The Novel Hall Dance 2010 series did not get off to an auspicious start. One of Emanuel Gat’s dancers fell ill, so Rite of Spring had to be scrapped. When you are just a 10-member company, understudies don’t exist.
What Taipei audiences got in exchange was extraordinary — an expanded version of Gat’s 2004 Winter Voyage duet with Roy Assaf, a 50-minute piece called Winter Variations that premiered in June last year.
The show opened with Silent Dance. It was a good introduction to the company and to Gat’s minimalist style. The company was attired in T-shirts, pants and shorts, largely in shades of gray, which proved to be the color scheme for most of the program.
Gat is credited with the choreography, the lighting and the costumes for all his pieces, so he obviously sees a world that is less black-and-white and more an ever-shifting palette of gray that runs the gamut from ashy-white to almost black. It is a deceptive simplicity helps the audience to focus on the reason they’re there: Gat’s choreography.

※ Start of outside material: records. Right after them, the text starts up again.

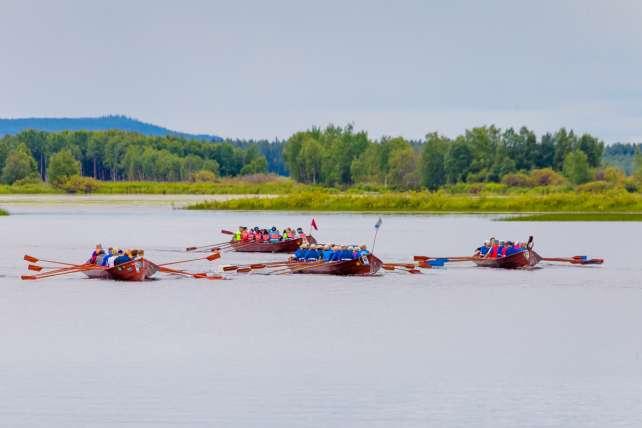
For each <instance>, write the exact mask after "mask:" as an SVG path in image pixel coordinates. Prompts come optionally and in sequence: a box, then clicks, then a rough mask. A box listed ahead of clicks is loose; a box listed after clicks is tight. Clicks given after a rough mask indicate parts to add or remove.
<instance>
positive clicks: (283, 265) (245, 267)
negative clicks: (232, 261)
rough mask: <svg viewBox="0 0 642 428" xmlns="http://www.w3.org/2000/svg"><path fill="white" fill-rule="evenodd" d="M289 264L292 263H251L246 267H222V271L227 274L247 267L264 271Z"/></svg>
mask: <svg viewBox="0 0 642 428" xmlns="http://www.w3.org/2000/svg"><path fill="white" fill-rule="evenodd" d="M291 263H292V262H289V261H278V262H264V263H252V264H247V265H229V266H223V270H224V271H226V272H229V271H233V270H237V269H242V268H247V267H249V268H250V269H265V268H268V267H278V266H285V265H288V264H291Z"/></svg>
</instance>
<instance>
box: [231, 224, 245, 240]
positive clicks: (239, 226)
mask: <svg viewBox="0 0 642 428" xmlns="http://www.w3.org/2000/svg"><path fill="white" fill-rule="evenodd" d="M241 233H243V226H239V228H238V230H237V231H236V232H234V238H233V239H234V240H235V241H240V240H241Z"/></svg>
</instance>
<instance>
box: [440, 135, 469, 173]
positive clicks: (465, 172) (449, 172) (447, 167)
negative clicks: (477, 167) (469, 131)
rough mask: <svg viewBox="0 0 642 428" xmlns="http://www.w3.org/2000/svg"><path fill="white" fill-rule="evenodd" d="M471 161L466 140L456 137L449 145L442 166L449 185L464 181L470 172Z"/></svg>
mask: <svg viewBox="0 0 642 428" xmlns="http://www.w3.org/2000/svg"><path fill="white" fill-rule="evenodd" d="M472 161H473V153H472V150H471V149H470V147H468V144H467V143H466V140H465V139H463V138H462V137H458V138H457V139H456V140H455V141H454V142H453V143H452V144H451V145H450V149H449V150H448V153H447V154H446V160H445V162H444V165H445V167H446V177H447V178H448V181H449V182H450V183H457V182H459V181H466V178H467V177H468V174H469V172H470V165H471V163H472Z"/></svg>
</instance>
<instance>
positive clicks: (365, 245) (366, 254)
mask: <svg viewBox="0 0 642 428" xmlns="http://www.w3.org/2000/svg"><path fill="white" fill-rule="evenodd" d="M368 254H370V251H368V247H367V246H366V245H365V244H363V245H361V247H360V248H359V257H363V256H367V255H368Z"/></svg>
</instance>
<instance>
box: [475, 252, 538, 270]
mask: <svg viewBox="0 0 642 428" xmlns="http://www.w3.org/2000/svg"><path fill="white" fill-rule="evenodd" d="M471 260H472V262H473V263H475V264H476V265H477V266H480V267H490V268H498V269H521V268H525V267H531V266H535V265H536V264H537V259H535V258H534V257H532V255H531V251H529V250H523V251H520V252H519V253H515V254H511V255H510V256H505V257H494V258H490V257H472V258H471Z"/></svg>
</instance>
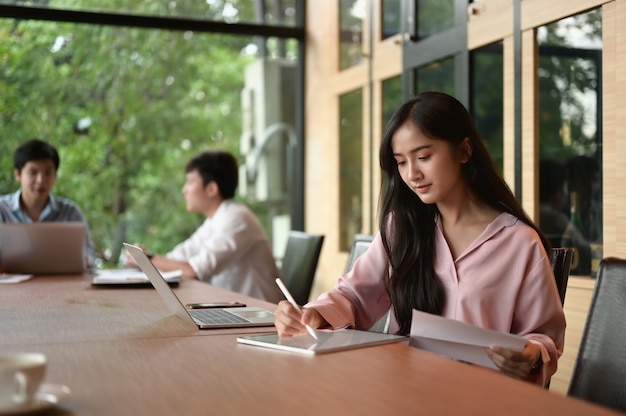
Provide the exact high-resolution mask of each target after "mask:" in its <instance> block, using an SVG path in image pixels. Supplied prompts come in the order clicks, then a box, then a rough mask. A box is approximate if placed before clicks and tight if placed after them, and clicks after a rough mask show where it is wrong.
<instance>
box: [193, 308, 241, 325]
mask: <svg viewBox="0 0 626 416" xmlns="http://www.w3.org/2000/svg"><path fill="white" fill-rule="evenodd" d="M189 312H190V313H191V315H192V316H193V317H194V319H196V320H197V321H198V322H200V323H202V324H208V325H214V324H242V323H246V322H250V321H249V320H247V319H245V318H242V317H241V316H237V315H235V314H232V313H230V312H228V311H225V310H223V309H192V310H190V311H189Z"/></svg>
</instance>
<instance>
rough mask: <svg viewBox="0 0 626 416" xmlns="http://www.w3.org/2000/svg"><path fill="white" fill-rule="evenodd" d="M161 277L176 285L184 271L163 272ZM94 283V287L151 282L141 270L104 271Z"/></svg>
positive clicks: (97, 272) (93, 282)
mask: <svg viewBox="0 0 626 416" xmlns="http://www.w3.org/2000/svg"><path fill="white" fill-rule="evenodd" d="M161 275H162V276H163V278H164V279H165V280H166V281H167V282H168V283H175V282H179V281H180V277H181V276H182V275H183V271H182V270H174V271H171V272H161ZM92 283H93V284H94V285H105V284H109V285H110V284H114V285H115V284H117V285H119V284H137V283H139V284H141V283H150V281H149V280H148V276H146V274H145V273H144V272H142V271H141V270H139V269H102V270H98V271H97V272H96V274H95V276H94V277H93V280H92Z"/></svg>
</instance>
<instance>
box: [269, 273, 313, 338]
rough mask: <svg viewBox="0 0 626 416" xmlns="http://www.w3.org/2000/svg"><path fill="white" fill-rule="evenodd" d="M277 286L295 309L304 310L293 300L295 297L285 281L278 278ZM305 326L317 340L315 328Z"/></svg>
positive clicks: (305, 325) (294, 299) (306, 325)
mask: <svg viewBox="0 0 626 416" xmlns="http://www.w3.org/2000/svg"><path fill="white" fill-rule="evenodd" d="M276 284H277V285H278V287H279V288H280V291H281V292H283V295H285V298H287V300H288V301H289V303H291V304H292V305H293V307H294V308H296V309H297V310H299V311H300V312H302V309H301V308H300V305H298V302H296V300H295V299H294V298H293V296H291V293H289V290H288V289H287V286H285V284H284V283H283V281H282V280H280V277H277V278H276ZM305 326H306V330H307V331H309V334H311V336H312V337H313V338H315V339H317V334H316V333H315V330H314V329H313V328H311V327H310V326H308V325H305Z"/></svg>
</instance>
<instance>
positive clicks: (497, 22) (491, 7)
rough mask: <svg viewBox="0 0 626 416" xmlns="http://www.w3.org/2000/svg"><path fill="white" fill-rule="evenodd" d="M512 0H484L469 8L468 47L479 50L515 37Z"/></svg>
mask: <svg viewBox="0 0 626 416" xmlns="http://www.w3.org/2000/svg"><path fill="white" fill-rule="evenodd" d="M511 5H512V2H511V0H482V1H479V2H474V3H472V4H470V5H469V6H468V23H467V47H468V48H469V49H475V48H479V47H481V46H485V45H488V44H490V43H493V42H498V41H500V40H502V39H504V38H506V37H509V36H512V35H513V7H512V6H511Z"/></svg>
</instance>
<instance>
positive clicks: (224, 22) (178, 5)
mask: <svg viewBox="0 0 626 416" xmlns="http://www.w3.org/2000/svg"><path fill="white" fill-rule="evenodd" d="M0 4H11V5H13V4H18V5H23V6H33V7H46V8H54V9H63V10H75V11H89V12H109V13H131V14H136V15H146V16H168V17H185V18H192V19H200V20H212V21H218V22H224V23H239V24H241V23H263V24H265V25H279V26H296V24H297V21H296V6H297V0H253V1H250V0H247V1H240V0H219V1H216V0H207V1H138V0H134V1H120V0H49V1H33V0H17V1H16V0H0Z"/></svg>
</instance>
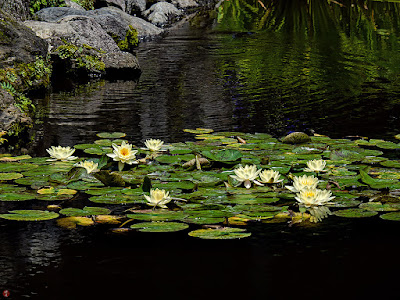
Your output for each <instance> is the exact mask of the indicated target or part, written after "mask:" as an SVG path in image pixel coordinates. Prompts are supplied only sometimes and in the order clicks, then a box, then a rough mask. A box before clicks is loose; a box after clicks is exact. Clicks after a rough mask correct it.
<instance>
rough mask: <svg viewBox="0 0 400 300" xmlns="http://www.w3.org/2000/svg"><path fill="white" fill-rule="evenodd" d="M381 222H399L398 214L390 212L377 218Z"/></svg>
mask: <svg viewBox="0 0 400 300" xmlns="http://www.w3.org/2000/svg"><path fill="white" fill-rule="evenodd" d="M379 217H380V218H381V219H383V220H389V221H400V212H391V213H387V214H383V215H380V216H379Z"/></svg>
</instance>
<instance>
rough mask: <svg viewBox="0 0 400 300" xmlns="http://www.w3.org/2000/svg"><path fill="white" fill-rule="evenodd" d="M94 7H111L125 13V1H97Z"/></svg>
mask: <svg viewBox="0 0 400 300" xmlns="http://www.w3.org/2000/svg"><path fill="white" fill-rule="evenodd" d="M96 5H97V7H105V6H106V7H107V6H113V7H116V8H119V9H121V10H122V11H125V8H126V6H125V0H97V1H96Z"/></svg>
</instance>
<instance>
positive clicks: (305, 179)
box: [285, 175, 319, 193]
mask: <svg viewBox="0 0 400 300" xmlns="http://www.w3.org/2000/svg"><path fill="white" fill-rule="evenodd" d="M318 182H319V180H318V178H317V177H314V175H311V176H307V175H303V176H294V178H293V186H290V185H286V186H285V187H286V188H287V189H288V190H290V191H291V192H293V193H298V192H300V191H301V190H303V189H304V188H312V189H315V188H317V185H318Z"/></svg>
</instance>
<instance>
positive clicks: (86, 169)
mask: <svg viewBox="0 0 400 300" xmlns="http://www.w3.org/2000/svg"><path fill="white" fill-rule="evenodd" d="M74 166H75V167H80V168H85V169H86V172H87V173H88V174H90V173H92V172H97V171H99V169H98V166H99V164H98V163H95V162H93V161H91V160H85V161H80V162H79V163H76V164H75V165H74Z"/></svg>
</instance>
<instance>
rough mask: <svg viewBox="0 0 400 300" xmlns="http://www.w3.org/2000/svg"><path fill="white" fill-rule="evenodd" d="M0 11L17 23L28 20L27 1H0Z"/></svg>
mask: <svg viewBox="0 0 400 300" xmlns="http://www.w3.org/2000/svg"><path fill="white" fill-rule="evenodd" d="M0 9H1V10H3V12H5V13H7V14H9V15H11V16H12V17H13V18H15V19H16V20H18V21H25V20H27V19H28V18H29V16H30V13H29V0H0Z"/></svg>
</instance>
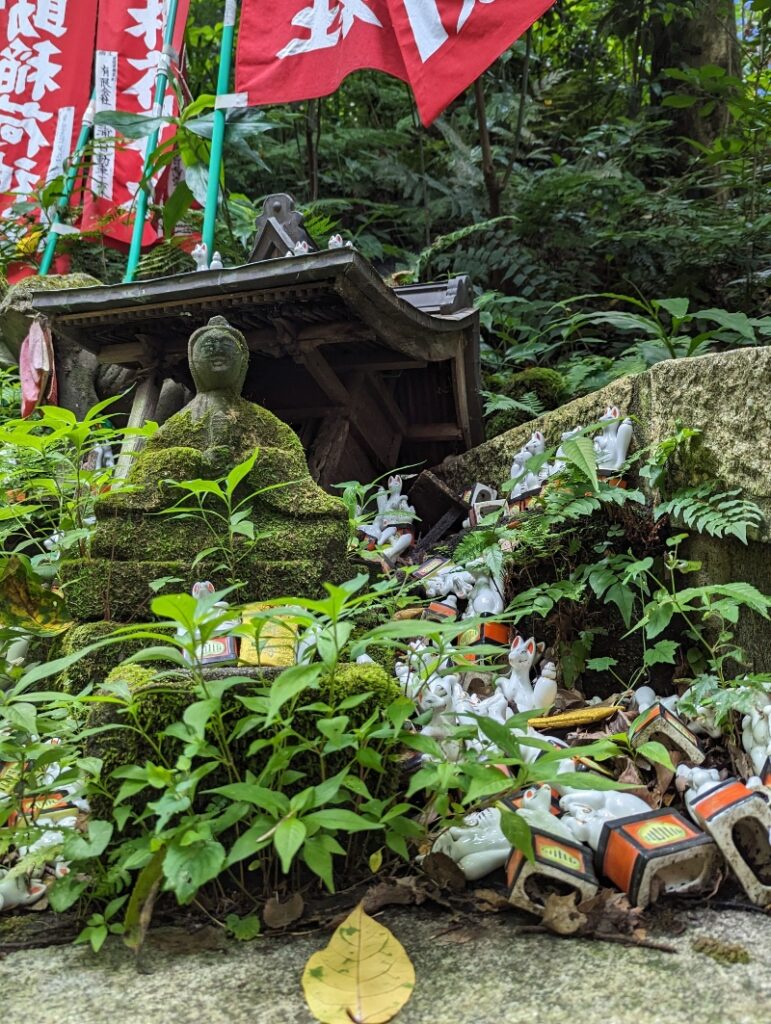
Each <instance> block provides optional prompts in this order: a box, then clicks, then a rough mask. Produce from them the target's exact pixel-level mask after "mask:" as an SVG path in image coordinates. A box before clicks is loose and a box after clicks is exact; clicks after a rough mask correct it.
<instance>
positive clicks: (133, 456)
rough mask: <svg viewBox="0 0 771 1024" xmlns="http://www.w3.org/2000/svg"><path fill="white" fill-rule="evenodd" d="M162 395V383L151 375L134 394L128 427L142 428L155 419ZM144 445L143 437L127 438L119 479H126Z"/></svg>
mask: <svg viewBox="0 0 771 1024" xmlns="http://www.w3.org/2000/svg"><path fill="white" fill-rule="evenodd" d="M160 394H161V382H160V381H159V379H158V377H157V376H156V374H154V373H152V374H149V375H148V376H147V377H146V378H145V379H144V380H143V381H142V382H141V383H140V384H138V385H137V388H136V391H135V392H134V401H133V403H132V406H131V413H130V414H129V421H128V424H127V426H128V427H142V426H144V424H145V423H146V422H147V420H152V419H154V418H155V415H156V410H157V409H158V398H159V395H160ZM143 445H144V438H143V437H136V436H131V437H127V438H126V439H125V440H124V442H123V445H122V446H121V454H120V455H119V457H118V465H117V466H116V470H115V475H116V477H118V478H119V479H123V478H125V476H126V474H127V473H128V471H129V468H130V466H131V462H132V459H133V457H134V456H135V455H136V454H137V452H139V451H141V449H142V447H143Z"/></svg>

The curtain rose on Silent Dance with the eight dancers lined up along the back of one-half of the stage. One woman strode forward, took a position and then began to move. At first the dancers stayed to one half of the stage, but they soon moved out across the floor, eyes always on one another, measuring pace, measuring space, even if they were just centimeters apart.
In Silent Dance the only sounds you hear are the squeaks of feet moving across the floor, the thumps of multiple feet landing at the same time, the dancers’ breathing. The choreography is a swirl of kicking legs and arms, a solo here, a duet there, sometimes several dancers echoing or mirroring the moves of another — and then a sudden pause for a tableau.
Six men and two women, and the most amazing thing was how real they looked, like average people you might see on the street as opposed to, say, the sleek whippets of Wayne McGregor’s Random Dance who appeared at Novel Hall last year.
When the stage went dark, the dancers moved off to a round of applause and you could just make out the figures of two dancers taking their marks on stage. When the lights went up, Gat and Assaf, garbed in long, sleeveless tunics over black pants, began the 14-minute Winter Voyage, set to three lieders by Franz Schubert.